So much for getting Kushi off her back. Mentioning she’d had coffee with Manny on Monday ensured Samira had fielded phone calls from her mom every day this week. By Friday night, she’d had enough and needed to tell Kushi the truth.
Considering she hadn’t seen or heard from Rory beyond a short text, SORRY FOR BEING A DICK—though he hadn’t written “dick” but had used an eggplant emoji instead—AM BUSY, TALK SOON, since their argument at the center on Tuesday, what exactly was the truth?
She’d thought they were dating, meaning his flyaway jibe “so there’s an us?” hurt more than it should. They’d fallen headlong into a few steamy liaisons courtesy of an unforgettable one-night stand, and all that mushy stuff they’d said about dating had probably been nothing more than pillow talk.

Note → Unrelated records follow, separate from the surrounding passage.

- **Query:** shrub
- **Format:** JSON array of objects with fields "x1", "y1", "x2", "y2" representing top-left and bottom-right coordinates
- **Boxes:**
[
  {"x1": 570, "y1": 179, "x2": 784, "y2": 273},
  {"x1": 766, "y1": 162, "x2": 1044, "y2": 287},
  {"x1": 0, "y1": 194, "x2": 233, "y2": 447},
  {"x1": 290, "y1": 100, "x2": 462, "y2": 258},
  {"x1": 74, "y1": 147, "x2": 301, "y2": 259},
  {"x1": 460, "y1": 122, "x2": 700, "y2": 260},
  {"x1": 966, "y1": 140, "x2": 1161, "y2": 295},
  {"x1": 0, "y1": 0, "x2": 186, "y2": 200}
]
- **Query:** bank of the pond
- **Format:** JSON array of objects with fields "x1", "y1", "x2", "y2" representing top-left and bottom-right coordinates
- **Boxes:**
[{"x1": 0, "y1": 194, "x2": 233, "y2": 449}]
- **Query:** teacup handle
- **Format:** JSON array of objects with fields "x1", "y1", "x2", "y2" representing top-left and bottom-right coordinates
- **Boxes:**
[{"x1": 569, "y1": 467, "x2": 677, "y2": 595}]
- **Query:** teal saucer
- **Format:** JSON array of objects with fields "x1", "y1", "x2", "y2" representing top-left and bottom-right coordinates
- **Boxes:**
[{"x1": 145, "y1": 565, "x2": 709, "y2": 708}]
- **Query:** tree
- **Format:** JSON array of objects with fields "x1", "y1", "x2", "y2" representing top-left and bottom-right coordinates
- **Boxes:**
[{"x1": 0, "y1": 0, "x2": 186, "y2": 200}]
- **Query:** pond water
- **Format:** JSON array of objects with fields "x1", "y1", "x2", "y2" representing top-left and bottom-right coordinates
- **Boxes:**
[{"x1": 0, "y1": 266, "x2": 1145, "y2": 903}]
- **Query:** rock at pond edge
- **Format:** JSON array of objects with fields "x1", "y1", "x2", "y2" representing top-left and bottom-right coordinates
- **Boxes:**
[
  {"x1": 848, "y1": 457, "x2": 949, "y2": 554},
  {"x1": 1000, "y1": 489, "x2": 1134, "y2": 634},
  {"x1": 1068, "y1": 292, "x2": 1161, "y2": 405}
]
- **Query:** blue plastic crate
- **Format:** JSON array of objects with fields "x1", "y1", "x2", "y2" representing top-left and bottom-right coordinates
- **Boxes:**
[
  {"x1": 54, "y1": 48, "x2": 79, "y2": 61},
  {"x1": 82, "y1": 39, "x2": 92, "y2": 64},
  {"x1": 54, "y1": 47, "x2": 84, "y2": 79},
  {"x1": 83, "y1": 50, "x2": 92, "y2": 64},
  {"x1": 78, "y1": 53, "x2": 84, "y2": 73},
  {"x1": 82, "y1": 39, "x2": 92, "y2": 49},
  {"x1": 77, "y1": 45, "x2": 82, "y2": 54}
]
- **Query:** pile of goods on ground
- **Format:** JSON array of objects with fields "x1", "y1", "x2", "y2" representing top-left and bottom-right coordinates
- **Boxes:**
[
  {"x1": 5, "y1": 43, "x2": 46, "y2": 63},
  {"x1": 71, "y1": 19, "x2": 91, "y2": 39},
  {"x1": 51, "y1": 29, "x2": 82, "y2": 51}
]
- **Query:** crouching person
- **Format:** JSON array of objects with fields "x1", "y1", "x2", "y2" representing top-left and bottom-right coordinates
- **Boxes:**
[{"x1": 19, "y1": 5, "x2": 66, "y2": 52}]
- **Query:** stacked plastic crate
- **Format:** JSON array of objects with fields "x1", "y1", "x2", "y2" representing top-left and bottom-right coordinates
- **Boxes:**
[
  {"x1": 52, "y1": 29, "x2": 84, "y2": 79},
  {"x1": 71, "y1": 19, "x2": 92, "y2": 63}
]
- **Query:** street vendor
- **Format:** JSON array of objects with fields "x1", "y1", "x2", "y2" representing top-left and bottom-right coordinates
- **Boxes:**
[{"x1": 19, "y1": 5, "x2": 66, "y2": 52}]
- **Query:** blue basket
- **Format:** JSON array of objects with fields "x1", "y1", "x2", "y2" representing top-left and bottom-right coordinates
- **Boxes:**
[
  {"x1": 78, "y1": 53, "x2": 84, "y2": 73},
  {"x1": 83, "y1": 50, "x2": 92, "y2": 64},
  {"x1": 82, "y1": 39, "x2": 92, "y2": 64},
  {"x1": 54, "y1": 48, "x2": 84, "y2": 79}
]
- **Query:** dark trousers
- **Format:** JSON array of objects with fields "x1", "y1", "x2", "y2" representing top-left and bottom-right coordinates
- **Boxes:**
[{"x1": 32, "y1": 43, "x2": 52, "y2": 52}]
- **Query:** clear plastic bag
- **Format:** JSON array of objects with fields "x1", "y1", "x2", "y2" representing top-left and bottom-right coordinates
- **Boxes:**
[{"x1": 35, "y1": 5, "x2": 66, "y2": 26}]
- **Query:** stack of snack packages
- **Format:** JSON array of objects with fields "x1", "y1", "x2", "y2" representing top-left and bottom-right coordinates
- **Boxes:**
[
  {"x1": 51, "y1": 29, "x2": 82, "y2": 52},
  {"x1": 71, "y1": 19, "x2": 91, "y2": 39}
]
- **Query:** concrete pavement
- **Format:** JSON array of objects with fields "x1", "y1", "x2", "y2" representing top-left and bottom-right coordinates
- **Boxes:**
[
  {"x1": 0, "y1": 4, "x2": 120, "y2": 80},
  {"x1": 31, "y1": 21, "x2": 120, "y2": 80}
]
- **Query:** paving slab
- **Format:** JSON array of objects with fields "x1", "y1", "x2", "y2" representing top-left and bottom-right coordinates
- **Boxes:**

Okay, so maybe she was making light of the situation because he’d really hurt her. And she wouldn’t be hurting unless she hadn’t fallen for him a tad. He’d crept under her skin faster than she could’ve anticipated, and not seeing him since their verbal altercation had left her grouchy all week.
She’d told Kushi she’d stop by after work around seven, but by the time she’d stopped off at the Punjab sweetshop to grab her mom’s favorite besan laddoos, it was almost eight when she pulled into the drive. To find both sides of the street jam-packed with parked cars.
It could be one of the neighbors having a get-together, but the moment she stepped from the car and heard the loud bhangra music coming from her childhood home, she knew her mom had ambushed her again.
If Manny was here, it would be the last straw.
However, as she let herself into the house and followed the raucous laughter coming from the family room at the back, she wondered if that would be such a bad thing. That way, she could show Kushi that Manny was nothing more than a friend and to stop meddling. As long as Manny didn’t mention anything about her seeing someone . . . That would send Kushi’s matchmaking radar into overdrive, and no way in hell would her mom approve of Rory.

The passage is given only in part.